Now a research associate, Lannelongue continues to balance his work on the Green Algorithms project with biomedical research. He is both working on a calculator for high performance computing, and, in his radiogenomics research, combining medical imaging with genetics and AI to understand cardiovascular diseases.
Feeling injustice
Florijn Dekkers had been a biomedical scientist for more than ten years when she started working on sustainability. She initially pursued it part-time, but soon found that all her energy was going into the initiatives. Today, she has several roles in accelerating the transition to sustainable healthcare and science as scientific coordinator of Circular Safe Hospitals and planetary health expert at the UMC Utrecht, the Netherlands. “It was quite a big decision, but it was the best thing that I’ve done,” she comments.
Together with others, Dekkers started the Green Labs NL foundation. Among its activities were rolling out LEAF in the country and organizing an event for funding agencies with the aim of sparking a green movement. Dekkers also has a role in education, which has become a major focus of Green Labs NL. The team has helped develop two e-learning modules, on general sustainable science practices and on sustainable laboratory research, and also brought together the education community to share insights and best practices.

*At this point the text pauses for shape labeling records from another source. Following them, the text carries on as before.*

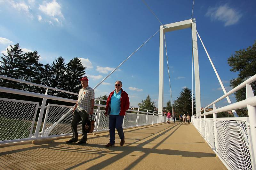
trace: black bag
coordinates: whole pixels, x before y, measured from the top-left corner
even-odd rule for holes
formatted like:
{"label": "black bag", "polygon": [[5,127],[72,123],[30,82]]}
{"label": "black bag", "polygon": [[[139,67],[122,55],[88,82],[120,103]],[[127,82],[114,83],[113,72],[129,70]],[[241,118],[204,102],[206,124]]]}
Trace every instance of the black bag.
{"label": "black bag", "polygon": [[89,117],[88,121],[85,124],[85,131],[87,133],[92,133],[94,130],[94,124],[95,121],[94,120],[94,117],[91,115]]}

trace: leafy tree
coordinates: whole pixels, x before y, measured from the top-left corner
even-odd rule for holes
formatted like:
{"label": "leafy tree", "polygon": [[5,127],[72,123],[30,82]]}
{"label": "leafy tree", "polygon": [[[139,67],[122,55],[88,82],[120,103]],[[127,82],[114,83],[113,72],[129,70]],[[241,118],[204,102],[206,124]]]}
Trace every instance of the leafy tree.
{"label": "leafy tree", "polygon": [[[173,109],[178,114],[188,114],[192,116],[192,94],[191,90],[188,87],[183,89],[178,99],[174,101]],[[194,99],[193,99],[194,100]]]}
{"label": "leafy tree", "polygon": [[[79,81],[86,73],[86,67],[82,64],[81,60],[77,57],[75,57],[68,63],[66,67],[65,77],[66,85],[65,90],[74,93],[78,93],[81,89],[81,83]],[[77,98],[77,96],[68,95],[73,99]]]}
{"label": "leafy tree", "polygon": [[142,109],[146,110],[155,110],[156,106],[154,102],[151,101],[151,98],[149,95],[148,95],[146,100],[141,101],[141,103],[138,103],[139,107]]}
{"label": "leafy tree", "polygon": [[[256,74],[256,40],[252,46],[246,49],[236,51],[228,59],[228,63],[232,68],[230,70],[238,72],[238,77],[230,81],[230,86],[234,88],[250,77]],[[251,84],[254,95],[256,94],[256,82]],[[245,88],[235,92],[237,101],[246,98]]]}
{"label": "leafy tree", "polygon": [[[103,100],[107,100],[108,99],[108,96],[107,96],[107,95],[105,95],[104,96],[103,96],[102,97],[101,96],[100,96],[100,97],[98,97],[99,99],[100,99]],[[96,103],[97,104],[99,104],[99,102],[100,101],[100,100],[95,100],[95,103]],[[100,101],[100,104],[103,104],[103,105],[107,105],[107,102],[105,102],[105,101]],[[100,110],[105,110],[105,108],[102,107],[100,107]]]}
{"label": "leafy tree", "polygon": [[171,111],[171,113],[172,113],[172,103],[170,100],[168,101],[166,103],[166,108],[167,112],[170,111]]}

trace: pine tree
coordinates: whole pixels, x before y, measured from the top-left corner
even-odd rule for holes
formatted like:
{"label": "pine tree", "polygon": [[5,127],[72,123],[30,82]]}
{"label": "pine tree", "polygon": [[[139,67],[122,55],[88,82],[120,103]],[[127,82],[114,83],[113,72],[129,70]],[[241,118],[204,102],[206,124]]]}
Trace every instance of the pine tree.
{"label": "pine tree", "polygon": [[[64,89],[66,81],[65,80],[65,59],[61,56],[55,58],[55,62],[52,62],[51,67],[52,73],[51,77],[51,86],[60,89]],[[63,93],[57,91],[49,93],[54,94],[60,97],[63,96]]]}
{"label": "pine tree", "polygon": [[[193,100],[194,99],[193,99]],[[180,92],[177,100],[174,101],[173,109],[178,114],[192,114],[192,93],[191,90],[186,87]]]}
{"label": "pine tree", "polygon": [[[81,60],[77,57],[70,60],[65,67],[66,83],[65,90],[74,93],[78,93],[81,89],[81,83],[79,81],[84,74],[86,67],[82,64]],[[77,99],[77,96],[73,95],[68,95],[74,99]]]}
{"label": "pine tree", "polygon": [[156,107],[154,102],[151,101],[151,98],[149,95],[148,95],[145,100],[141,101],[141,103],[138,103],[138,106],[140,108],[144,109],[146,110],[155,110]]}
{"label": "pine tree", "polygon": [[[17,69],[17,60],[21,57],[22,51],[20,49],[19,43],[11,46],[11,48],[7,48],[7,55],[2,53],[3,56],[0,57],[2,61],[0,60],[0,74],[13,78],[18,78],[16,74]],[[15,83],[15,84],[16,83]],[[13,82],[3,80],[0,82],[1,86],[6,87],[17,88],[17,85]]]}

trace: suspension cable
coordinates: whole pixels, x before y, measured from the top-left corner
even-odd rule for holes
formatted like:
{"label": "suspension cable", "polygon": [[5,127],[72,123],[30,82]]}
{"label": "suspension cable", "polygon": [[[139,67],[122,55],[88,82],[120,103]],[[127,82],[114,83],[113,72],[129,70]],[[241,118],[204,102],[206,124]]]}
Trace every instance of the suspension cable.
{"label": "suspension cable", "polygon": [[191,14],[191,19],[192,19],[192,18],[193,17],[193,11],[194,9],[194,2],[195,0],[193,0],[193,6],[192,7],[192,14]]}
{"label": "suspension cable", "polygon": [[166,42],[165,41],[165,36],[164,34],[164,45],[165,46],[165,53],[166,53],[166,58],[167,60],[167,67],[168,68],[168,75],[169,76],[169,85],[170,87],[170,95],[171,95],[171,102],[172,104],[172,113],[173,114],[173,109],[172,108],[172,88],[171,87],[171,81],[170,80],[170,74],[169,72],[169,64],[168,63],[168,56],[167,55],[167,49],[166,48]]}
{"label": "suspension cable", "polygon": [[191,51],[192,56],[192,116],[194,114],[194,59],[193,58],[193,38],[191,36],[191,40],[192,44]]}
{"label": "suspension cable", "polygon": [[130,58],[130,57],[131,56],[132,56],[132,55],[133,55],[133,54],[134,54],[134,53],[135,53],[136,52],[137,52],[137,51],[138,51],[138,50],[139,50],[139,49],[140,49],[140,48],[141,48],[141,47],[142,47],[142,46],[144,46],[144,45],[145,44],[146,44],[146,43],[147,43],[147,42],[149,40],[149,39],[151,39],[151,38],[152,37],[154,37],[154,36],[155,36],[155,35],[156,34],[156,33],[157,33],[157,32],[159,32],[159,31],[160,31],[160,30],[161,30],[161,29],[162,29],[163,28],[163,26],[162,26],[162,27],[161,27],[161,28],[160,28],[160,29],[159,29],[159,30],[158,30],[156,32],[156,33],[155,33],[154,34],[154,35],[152,35],[152,36],[151,36],[151,37],[150,37],[148,39],[148,40],[147,40],[147,41],[145,41],[145,42],[144,43],[143,43],[143,44],[142,44],[142,45],[141,45],[141,46],[140,46],[140,47],[139,47],[139,48],[138,48],[138,49],[137,49],[137,50],[135,50],[135,51],[134,51],[134,52],[133,52],[133,53],[132,53],[131,54],[131,55],[130,55],[130,56],[129,56],[129,57],[127,57],[127,59],[125,59],[125,60],[124,61],[123,61],[123,62],[122,62],[122,63],[121,63],[121,64],[119,64],[119,65],[118,66],[117,66],[117,67],[116,68],[115,68],[115,69],[114,69],[114,70],[113,71],[112,71],[111,72],[111,73],[109,73],[109,74],[108,75],[107,75],[107,76],[106,76],[106,77],[105,77],[105,78],[104,78],[104,79],[103,79],[103,80],[101,80],[101,81],[99,83],[98,83],[98,84],[97,84],[97,85],[96,85],[96,86],[95,86],[95,87],[94,87],[94,88],[93,88],[93,90],[94,90],[94,89],[96,89],[96,88],[97,88],[97,87],[98,87],[99,86],[99,85],[100,85],[100,84],[101,83],[102,83],[102,82],[103,81],[105,81],[105,80],[106,80],[106,79],[107,79],[107,78],[108,77],[108,76],[110,76],[110,75],[111,75],[111,74],[112,74],[112,73],[114,73],[114,72],[116,70],[116,69],[117,69],[117,68],[119,68],[119,67],[120,66],[121,66],[121,65],[122,65],[123,64],[124,64],[124,62],[125,62],[125,61],[126,61],[126,60],[128,60],[128,59],[129,58]]}
{"label": "suspension cable", "polygon": [[150,8],[149,8],[149,7],[148,6],[148,4],[147,4],[147,3],[146,3],[146,2],[145,2],[145,1],[144,1],[144,0],[142,0],[142,1],[143,1],[143,2],[144,3],[145,5],[146,5],[147,6],[148,8],[148,9],[150,10],[150,11],[151,11],[152,13],[153,14],[153,15],[154,15],[156,17],[156,19],[157,19],[158,21],[159,21],[159,22],[160,22],[160,24],[161,24],[161,25],[163,25],[163,24],[162,24],[162,23],[161,23],[161,21],[160,21],[160,20],[158,19],[158,18],[157,18],[157,17],[156,17],[156,14],[155,14],[154,12],[153,12],[153,11],[151,10]]}
{"label": "suspension cable", "polygon": [[[224,94],[227,94],[227,91],[225,89],[225,87],[224,87],[224,85],[223,85],[223,83],[222,83],[221,79],[220,79],[220,76],[219,75],[219,74],[218,74],[218,72],[217,72],[217,70],[216,70],[216,68],[215,68],[215,67],[214,66],[213,63],[212,61],[212,59],[211,59],[210,56],[209,55],[209,54],[208,53],[208,52],[207,51],[207,50],[206,49],[205,46],[204,46],[204,43],[203,42],[203,41],[201,39],[201,37],[199,35],[199,33],[198,33],[197,30],[196,30],[196,26],[195,26],[195,25],[194,25],[194,24],[193,23],[193,21],[192,22],[192,25],[193,25],[193,26],[194,26],[194,28],[196,30],[196,33],[197,34],[197,35],[198,35],[198,37],[199,38],[199,39],[200,39],[200,41],[201,41],[201,43],[202,43],[202,45],[203,45],[203,46],[204,47],[204,51],[205,51],[206,54],[207,55],[207,57],[208,57],[208,58],[210,61],[211,64],[212,65],[212,68],[213,69],[213,70],[215,72],[215,74],[216,74],[216,76],[217,76],[217,78],[218,79],[218,80],[219,80],[219,82],[220,82],[220,86],[222,88],[223,92],[224,93]],[[232,102],[231,102],[231,100],[230,100],[230,98],[229,98],[229,96],[227,96],[226,97],[226,98],[227,98],[227,100],[228,101],[228,103],[230,104],[232,103]],[[234,117],[238,117],[235,110],[232,110],[232,112],[233,112],[233,114],[234,115]]]}

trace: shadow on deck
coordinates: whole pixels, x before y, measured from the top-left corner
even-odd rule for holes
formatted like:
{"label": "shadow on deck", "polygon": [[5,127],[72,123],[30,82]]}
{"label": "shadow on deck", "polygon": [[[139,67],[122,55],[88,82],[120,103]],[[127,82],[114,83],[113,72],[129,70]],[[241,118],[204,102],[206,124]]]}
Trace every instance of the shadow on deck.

Her motivation comes from a love of nature and realizing the injustice of her own research towards it. It included cloud storage of many terabytes of data and flying to conferences all over the world, which was in stark contrast to the sustainability measures Dekkers had implemented at home. Starting a family with two children and the burning question “What do I tell them later?” made her feel even more urgency. “Give people options and actions. Don’t stop after the urgency,” she says about convincing others. She also makes sure to explain benefits beyond sustainability— for example, that a data cleaning challenge can not only save energy, but also costs—to convey a positive feeling.